暗道四周的细碎脚步声越来越近,叛军的吆喝声隐隐传来,众人刚松的心神再次紧绷,周凛却面色沉稳,丝毫不乱。他常年驻守边疆,应对这般围堵早已驾轻就熟,当即示意众人噤声,贴着暗道石壁隐匿身形,指挥随行边军守住隘口,不与叛军硬拼,只等对方松懈过境。他靠着多年戍边练就的沉稳韧劲,静静蛰伏片刻,果然让叛军扑空离去,有惊无险化解了这场围堵。

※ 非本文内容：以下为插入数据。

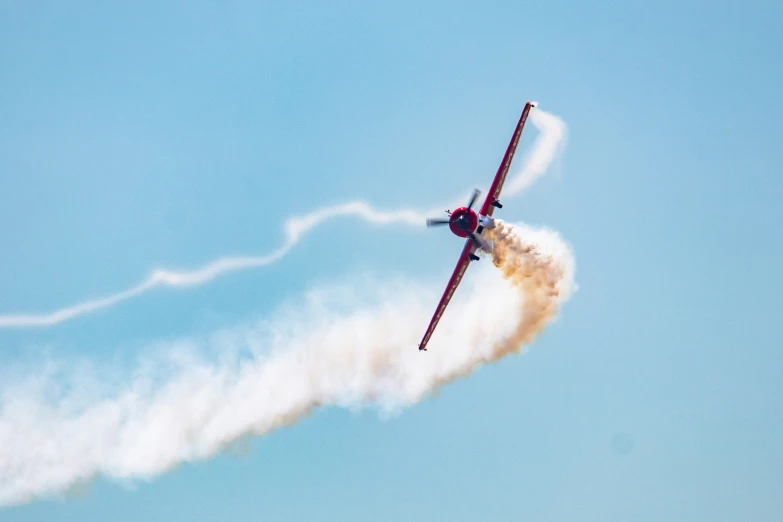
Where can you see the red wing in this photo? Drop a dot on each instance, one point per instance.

众人跟着周凛走出暗道,寻了一处隐蔽的山间平地暂作休整,彻底脱离了叛军的视线范围。连日奔波逃窜,众人早已疲惫不堪,此刻能寻得一方安稳地界歇脚,已是难得。周凛吩咐随行边军值守放哨,自己则席地而坐,没有丝毫官架子,与众人围坐在一起,褪去了方才领兵破局的凌厉,多了几分平实温和。
包子凑在一旁,看着这位接地气的大臣,忍不住开口问起边疆的模样,在少年心里,边疆便是遥远又陌生的地界,满是新奇。周凛看着少年满眼好奇,语气放缓,不再谈论战事,转而说起了边疆百姓的寻常日子,句句都是实打实的边地光景,没有半分修饰。
他坦言,边疆不比内地富庶,常年风沙肆虐,土地贫瘠,耕地稀少,百姓种地难有收成,日子过得极为艰苦。平日里缺衣少食,一件粗布衣裳能穿好几年,缝缝补补不舍得丢弃,粗粮野菜便是家常便饭,遇上灾年,连饱腹都成了难事,更别提细米白面,寻常百姓一年到头也吃不上几回。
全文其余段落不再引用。